The Hospital Hill Half Marathon is the second longest running half marathon in the country. On it's 37th year, Megan and I decided to tackle this notorious monster. In the months and weeks leading up to the 13.1 miles, I found myself asking veterans and new runners alike what to expect, and how to prepare. At the GOTR 5k, I was told that if we could finish the Topeka to Auburn half we could definitely finish Hospital Hill. TtoA was Megan's first half, and my worst. So you tell me-reassuring or repulsive advice?
Regardless, Saturday we both showed up and ready to "conquer the hill." Well "ready" is a relative term. This was my fundraising race for KCREGAP, and I was running around helping with the booth and getting everything situated. I didn't stagger to the starting line until 6:58, and was finding my pace team while they were counting the seconds to guntime. Megan and I didn't ride together, and she left her phone in the car so I was also frantically searching for my solemate.
Guntime. I'm off and somewhat panic stricken. I can not do this race alone. Thinking I couldn't do alone, but knowing I just couldn't not do it I set out. I nervously searching among the heads of runners, looking behind me and as I decided to look forward instead of behind me Megan taps my shoulder. She doesn't know this, but I could have cried in that second. In a race of nearly seven thousand she spotted me within a minute of guntime.

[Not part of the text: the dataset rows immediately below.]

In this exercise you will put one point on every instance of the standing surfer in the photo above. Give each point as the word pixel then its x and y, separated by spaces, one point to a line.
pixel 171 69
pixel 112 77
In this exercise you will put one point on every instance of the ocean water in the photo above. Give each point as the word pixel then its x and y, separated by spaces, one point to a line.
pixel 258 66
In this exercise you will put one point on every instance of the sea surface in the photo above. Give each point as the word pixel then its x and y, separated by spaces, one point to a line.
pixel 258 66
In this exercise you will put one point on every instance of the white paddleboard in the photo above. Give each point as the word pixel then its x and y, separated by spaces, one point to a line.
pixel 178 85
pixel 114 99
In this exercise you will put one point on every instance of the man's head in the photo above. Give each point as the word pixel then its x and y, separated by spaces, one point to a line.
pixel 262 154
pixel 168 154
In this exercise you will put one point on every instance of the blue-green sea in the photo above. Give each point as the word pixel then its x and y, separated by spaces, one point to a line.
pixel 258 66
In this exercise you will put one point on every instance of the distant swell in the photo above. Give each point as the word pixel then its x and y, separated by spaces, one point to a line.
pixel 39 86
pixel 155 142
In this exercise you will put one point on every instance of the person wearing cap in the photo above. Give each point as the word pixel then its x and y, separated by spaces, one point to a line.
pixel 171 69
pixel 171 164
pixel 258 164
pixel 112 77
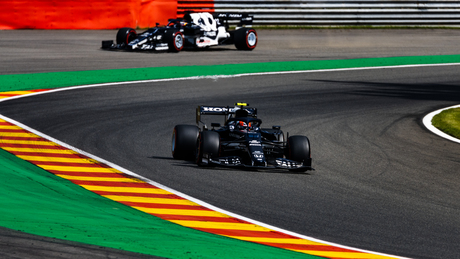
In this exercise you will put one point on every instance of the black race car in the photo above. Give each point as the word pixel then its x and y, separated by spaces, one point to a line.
pixel 240 142
pixel 195 30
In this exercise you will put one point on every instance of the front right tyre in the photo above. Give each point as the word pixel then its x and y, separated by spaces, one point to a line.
pixel 298 149
pixel 184 141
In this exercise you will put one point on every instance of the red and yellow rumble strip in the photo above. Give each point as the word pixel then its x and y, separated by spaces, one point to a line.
pixel 118 186
pixel 4 95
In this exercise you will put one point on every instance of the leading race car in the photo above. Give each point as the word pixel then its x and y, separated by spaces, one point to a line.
pixel 240 142
pixel 195 30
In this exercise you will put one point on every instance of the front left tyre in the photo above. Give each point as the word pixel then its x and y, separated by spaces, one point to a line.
pixel 126 35
pixel 245 39
pixel 175 40
pixel 208 147
pixel 184 141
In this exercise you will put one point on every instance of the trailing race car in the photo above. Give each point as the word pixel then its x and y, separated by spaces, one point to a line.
pixel 240 142
pixel 195 30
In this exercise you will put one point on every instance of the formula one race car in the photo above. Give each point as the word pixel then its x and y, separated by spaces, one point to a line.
pixel 195 30
pixel 240 142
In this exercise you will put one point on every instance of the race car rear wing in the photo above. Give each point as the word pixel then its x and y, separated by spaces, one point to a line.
pixel 245 19
pixel 228 112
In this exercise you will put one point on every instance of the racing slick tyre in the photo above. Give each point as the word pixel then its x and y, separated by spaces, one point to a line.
pixel 208 146
pixel 245 39
pixel 175 40
pixel 184 142
pixel 298 149
pixel 126 35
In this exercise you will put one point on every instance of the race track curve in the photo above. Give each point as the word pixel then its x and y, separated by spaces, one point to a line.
pixel 382 181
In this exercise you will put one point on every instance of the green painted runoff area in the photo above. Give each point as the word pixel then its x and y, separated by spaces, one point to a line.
pixel 37 202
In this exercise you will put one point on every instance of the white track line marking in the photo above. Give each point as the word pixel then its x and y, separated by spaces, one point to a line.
pixel 427 122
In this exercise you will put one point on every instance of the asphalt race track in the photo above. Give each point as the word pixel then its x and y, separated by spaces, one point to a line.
pixel 382 181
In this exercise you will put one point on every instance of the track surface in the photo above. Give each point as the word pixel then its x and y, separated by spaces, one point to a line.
pixel 382 182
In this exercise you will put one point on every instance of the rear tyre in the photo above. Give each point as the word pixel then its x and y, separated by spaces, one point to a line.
pixel 208 146
pixel 245 39
pixel 184 140
pixel 126 35
pixel 298 149
pixel 175 40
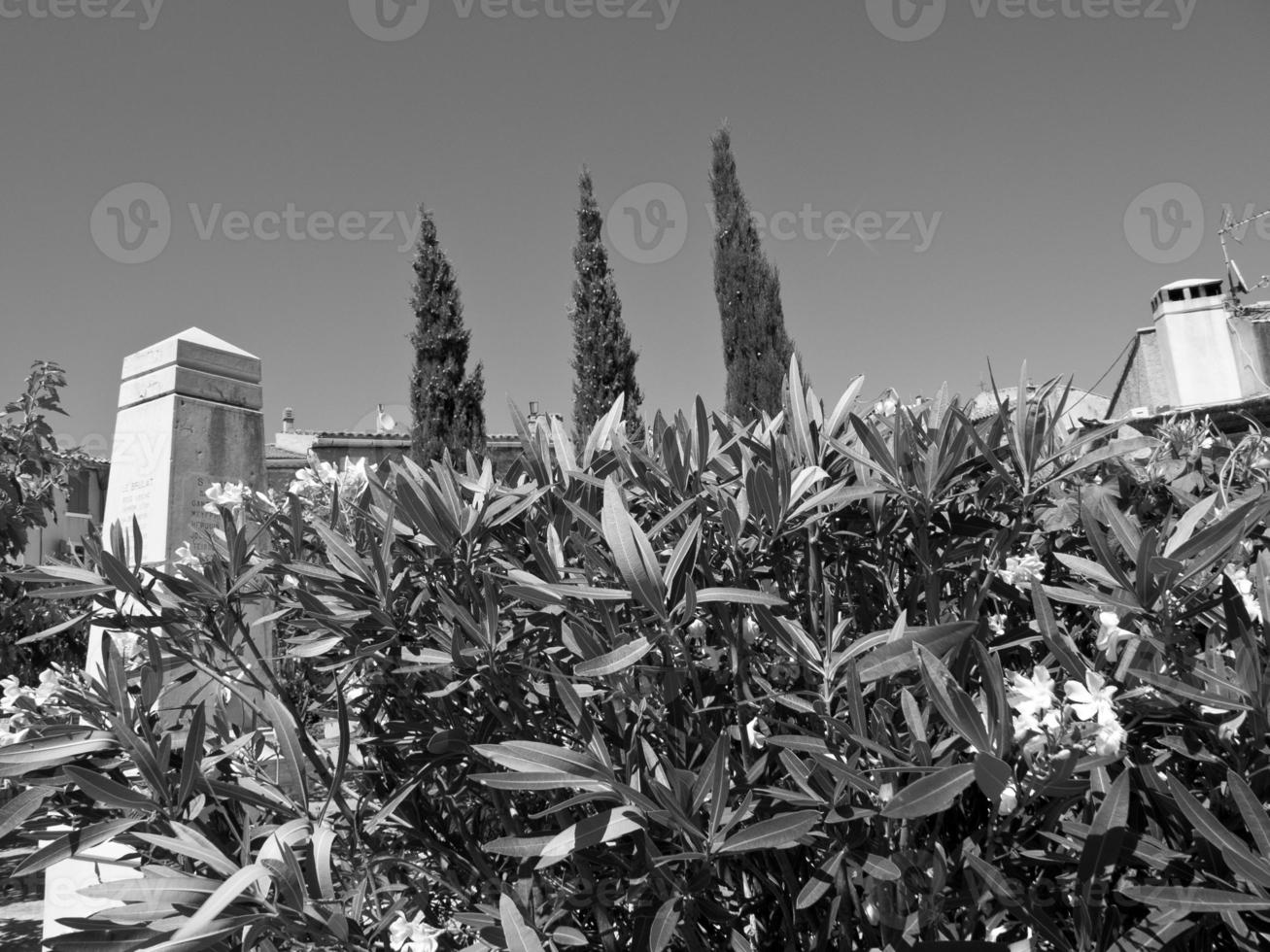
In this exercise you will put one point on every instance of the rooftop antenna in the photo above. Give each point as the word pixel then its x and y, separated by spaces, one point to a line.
pixel 1235 277
pixel 384 423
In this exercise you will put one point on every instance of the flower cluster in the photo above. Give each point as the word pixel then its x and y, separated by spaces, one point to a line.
pixel 317 481
pixel 1244 584
pixel 1086 717
pixel 21 706
pixel 1022 570
pixel 413 935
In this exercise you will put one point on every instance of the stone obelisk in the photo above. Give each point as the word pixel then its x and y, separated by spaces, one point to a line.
pixel 189 415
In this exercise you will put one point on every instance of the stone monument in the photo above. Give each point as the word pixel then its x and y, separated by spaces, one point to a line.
pixel 189 415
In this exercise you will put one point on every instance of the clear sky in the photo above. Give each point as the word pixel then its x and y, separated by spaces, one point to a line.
pixel 995 168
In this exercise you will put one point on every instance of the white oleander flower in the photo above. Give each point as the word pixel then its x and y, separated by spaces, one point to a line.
pixel 1110 739
pixel 1022 570
pixel 756 736
pixel 1031 696
pixel 1009 799
pixel 1244 586
pixel 1110 634
pixel 1092 699
pixel 413 935
pixel 227 493
pixel 49 687
pixel 187 559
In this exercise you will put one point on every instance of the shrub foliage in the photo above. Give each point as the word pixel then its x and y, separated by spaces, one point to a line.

The first mile went uphill, turned and went back downhill. Our first mile split was in between our goals. We weren't really sure what to aim for, since we've had varying advice (i.e. expect 20-40 minutes above your PR). At packet pick-up, Garmin had pace bracelets for runners designed for the course according to mile difficulty and elevation. So we had 2:00 and 2:30 bracelets, and after the first mile it was clear we were hitting the higher end of our range.

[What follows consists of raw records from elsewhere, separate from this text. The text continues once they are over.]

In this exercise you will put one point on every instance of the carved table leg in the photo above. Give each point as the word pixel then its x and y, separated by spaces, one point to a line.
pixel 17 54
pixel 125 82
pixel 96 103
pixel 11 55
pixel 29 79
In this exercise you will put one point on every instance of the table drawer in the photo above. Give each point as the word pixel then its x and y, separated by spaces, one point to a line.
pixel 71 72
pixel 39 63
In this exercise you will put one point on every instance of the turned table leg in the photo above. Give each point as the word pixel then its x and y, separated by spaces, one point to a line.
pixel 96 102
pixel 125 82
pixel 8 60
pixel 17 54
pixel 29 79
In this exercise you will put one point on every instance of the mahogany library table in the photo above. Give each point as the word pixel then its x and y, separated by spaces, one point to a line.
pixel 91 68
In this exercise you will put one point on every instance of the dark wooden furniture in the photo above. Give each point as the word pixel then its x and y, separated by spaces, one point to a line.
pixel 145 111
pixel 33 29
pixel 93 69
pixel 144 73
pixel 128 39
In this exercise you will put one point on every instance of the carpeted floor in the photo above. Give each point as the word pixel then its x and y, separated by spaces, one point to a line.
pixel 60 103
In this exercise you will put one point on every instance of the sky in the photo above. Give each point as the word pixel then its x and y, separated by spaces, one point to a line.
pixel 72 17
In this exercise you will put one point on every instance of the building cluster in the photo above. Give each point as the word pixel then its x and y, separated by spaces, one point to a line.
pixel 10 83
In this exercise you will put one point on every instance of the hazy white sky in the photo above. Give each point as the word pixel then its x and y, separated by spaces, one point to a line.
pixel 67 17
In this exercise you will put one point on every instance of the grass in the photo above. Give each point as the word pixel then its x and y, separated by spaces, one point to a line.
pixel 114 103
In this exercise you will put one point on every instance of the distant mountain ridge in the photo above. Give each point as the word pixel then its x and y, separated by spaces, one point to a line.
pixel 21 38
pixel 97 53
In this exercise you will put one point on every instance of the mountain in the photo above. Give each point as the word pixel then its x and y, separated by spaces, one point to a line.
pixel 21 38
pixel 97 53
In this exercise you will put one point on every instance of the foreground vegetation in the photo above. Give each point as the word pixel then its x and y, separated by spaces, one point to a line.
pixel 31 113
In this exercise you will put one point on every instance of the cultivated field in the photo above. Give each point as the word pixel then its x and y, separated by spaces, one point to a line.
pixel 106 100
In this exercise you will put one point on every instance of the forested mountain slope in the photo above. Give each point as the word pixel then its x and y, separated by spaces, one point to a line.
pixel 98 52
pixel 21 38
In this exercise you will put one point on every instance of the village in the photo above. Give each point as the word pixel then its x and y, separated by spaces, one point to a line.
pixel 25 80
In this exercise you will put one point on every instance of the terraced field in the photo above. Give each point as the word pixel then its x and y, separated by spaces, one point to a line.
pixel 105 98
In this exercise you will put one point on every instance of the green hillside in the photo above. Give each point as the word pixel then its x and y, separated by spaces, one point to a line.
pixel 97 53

Each mile after that, our splits were right on the money for the 2:30 time frame. The name Hospital Hill, is no misnomer. The race is nearly entirely uphill, and done intentionally to make it challenging. The hardest hills were miles 2,3,4 and then again mile 10, 11 and the monolithic 60degree incline at mile 13.

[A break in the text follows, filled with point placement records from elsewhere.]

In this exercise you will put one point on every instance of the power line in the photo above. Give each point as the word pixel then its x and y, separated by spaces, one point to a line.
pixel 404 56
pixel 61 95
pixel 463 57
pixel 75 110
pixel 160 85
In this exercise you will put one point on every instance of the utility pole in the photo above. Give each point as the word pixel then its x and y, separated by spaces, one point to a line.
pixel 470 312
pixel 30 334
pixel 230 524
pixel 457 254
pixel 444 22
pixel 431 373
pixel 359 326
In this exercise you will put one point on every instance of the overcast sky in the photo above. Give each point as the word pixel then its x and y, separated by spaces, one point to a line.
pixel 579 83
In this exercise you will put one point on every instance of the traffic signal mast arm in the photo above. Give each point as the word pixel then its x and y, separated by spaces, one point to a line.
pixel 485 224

Did I mention the heat and humidity? It was 80ish at guntime with no sun, and by 8 the sun had peeked through the clouds. We persevered. Even with walking when totally necessary, our splits were still hitting 11:00s. The course was fantastic, with tons of support at the aid stations. The other runners were nice, and chatty. We exchanged jokes, encouragement and rallied for beer and pancakes.
Crossing the finish line was incredible. I wanted to be emotional about it. Tears of joy? My body has no idea what those are. I promise I tried to cry a little, like Hello, Julia? You just finished KC hardest half marathon. Maybe more remarkable is not my tears, but my overwhelming nonchalance (oxymoron). I couldn't cry or being emotionally moved because I KNEW I could do this, I had the confidence and training to finish. Cocky? Perhaps, but don't even pretend like you wouldn't be even a little.